= Jacksonville and Atlantic Railroad =

The Jacksonville and Atlantic Railroad is a railroad subsumed in 1899 into Florida East Coast Railway. The company was incorporated under the general incorporation laws of Florida for the purpose of constructing, maintaining and operating a railroad for public use in the conveyance of persons and property, from the south bank of the river St. Johns opposite the city of Jacksonville, Duval County, Florida, to a point on the Atlantic, at or near section 33, township 2, south, range 29, east. Florida state law chapter 3640, approved January 29, 1885, gave the company enlarged powers, including running boats across the St. Johns River.
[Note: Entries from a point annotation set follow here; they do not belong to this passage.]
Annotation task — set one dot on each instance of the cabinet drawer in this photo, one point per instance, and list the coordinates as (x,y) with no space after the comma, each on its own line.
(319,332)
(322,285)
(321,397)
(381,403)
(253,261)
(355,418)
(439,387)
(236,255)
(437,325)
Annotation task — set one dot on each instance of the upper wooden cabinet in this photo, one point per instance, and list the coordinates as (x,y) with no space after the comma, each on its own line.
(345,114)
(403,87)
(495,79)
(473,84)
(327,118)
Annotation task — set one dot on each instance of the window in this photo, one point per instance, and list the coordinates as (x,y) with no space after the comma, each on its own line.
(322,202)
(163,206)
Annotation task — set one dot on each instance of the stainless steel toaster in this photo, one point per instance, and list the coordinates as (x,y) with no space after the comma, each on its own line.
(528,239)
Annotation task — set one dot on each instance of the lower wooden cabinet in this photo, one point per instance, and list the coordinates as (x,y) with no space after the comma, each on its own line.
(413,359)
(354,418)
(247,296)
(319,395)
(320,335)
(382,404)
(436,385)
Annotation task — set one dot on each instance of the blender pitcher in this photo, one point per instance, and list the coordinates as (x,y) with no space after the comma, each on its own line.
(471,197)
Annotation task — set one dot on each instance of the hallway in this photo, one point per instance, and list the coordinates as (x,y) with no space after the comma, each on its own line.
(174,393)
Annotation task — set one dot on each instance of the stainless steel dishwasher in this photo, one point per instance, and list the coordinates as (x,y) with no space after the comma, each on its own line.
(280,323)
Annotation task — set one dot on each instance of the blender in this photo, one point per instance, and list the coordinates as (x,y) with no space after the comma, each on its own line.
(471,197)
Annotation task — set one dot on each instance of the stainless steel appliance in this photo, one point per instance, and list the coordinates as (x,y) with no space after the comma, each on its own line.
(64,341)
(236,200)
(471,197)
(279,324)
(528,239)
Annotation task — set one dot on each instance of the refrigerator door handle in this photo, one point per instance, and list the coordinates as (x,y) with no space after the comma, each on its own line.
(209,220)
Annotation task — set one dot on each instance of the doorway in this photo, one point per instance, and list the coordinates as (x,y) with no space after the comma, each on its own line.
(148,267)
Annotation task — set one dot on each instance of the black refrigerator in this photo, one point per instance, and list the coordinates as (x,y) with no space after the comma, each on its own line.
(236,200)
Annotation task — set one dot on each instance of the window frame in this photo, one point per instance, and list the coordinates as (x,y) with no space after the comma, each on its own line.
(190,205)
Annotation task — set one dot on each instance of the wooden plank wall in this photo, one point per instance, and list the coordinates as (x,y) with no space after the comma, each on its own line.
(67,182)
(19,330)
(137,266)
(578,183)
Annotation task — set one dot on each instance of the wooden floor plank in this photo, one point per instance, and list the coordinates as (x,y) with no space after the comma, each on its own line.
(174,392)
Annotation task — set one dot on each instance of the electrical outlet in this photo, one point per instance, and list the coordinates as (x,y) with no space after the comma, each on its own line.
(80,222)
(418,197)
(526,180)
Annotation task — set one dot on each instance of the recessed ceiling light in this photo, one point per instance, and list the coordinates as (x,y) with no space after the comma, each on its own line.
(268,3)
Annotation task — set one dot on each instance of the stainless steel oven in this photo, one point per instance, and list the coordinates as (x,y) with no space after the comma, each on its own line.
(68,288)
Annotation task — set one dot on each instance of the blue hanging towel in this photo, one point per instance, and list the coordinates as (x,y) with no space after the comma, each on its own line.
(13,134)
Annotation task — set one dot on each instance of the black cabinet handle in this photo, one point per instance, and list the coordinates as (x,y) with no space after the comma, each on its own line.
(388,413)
The company was organized by John Q. Burbridge, J. J. Daniel, James M. Schumacher, H. S. Ely, F. F. L'engle, S. B. Hubbard, M. M. Drew, P. McQuaid, W. T. Forbes and W. A. McDuff. The narrow gauge line was built with 35 pound rail and ran 16.25 miles from South Jacksonville to Pablo Beach.

The J&A was sold at foreclosure on December 5, 1892, and reorganized as the Jacksonville and Atlantic Railroad Company. In 1897, the new company's officers and directors were: J. W, Archibald, President and General Manager; B. P. Hazeltine, Vice-President; W. A. McDuff, Secretary and Treasurer; and W. B. Barnett, all of Jacksonville. The road owned two locomotives, five passenger coaches, one baggage car, and twelve freight cars.

In 1899 the J&A was bought by Henry Flagler, whose Florida East Coast Railway converted the line to and extended the line north to Mayport.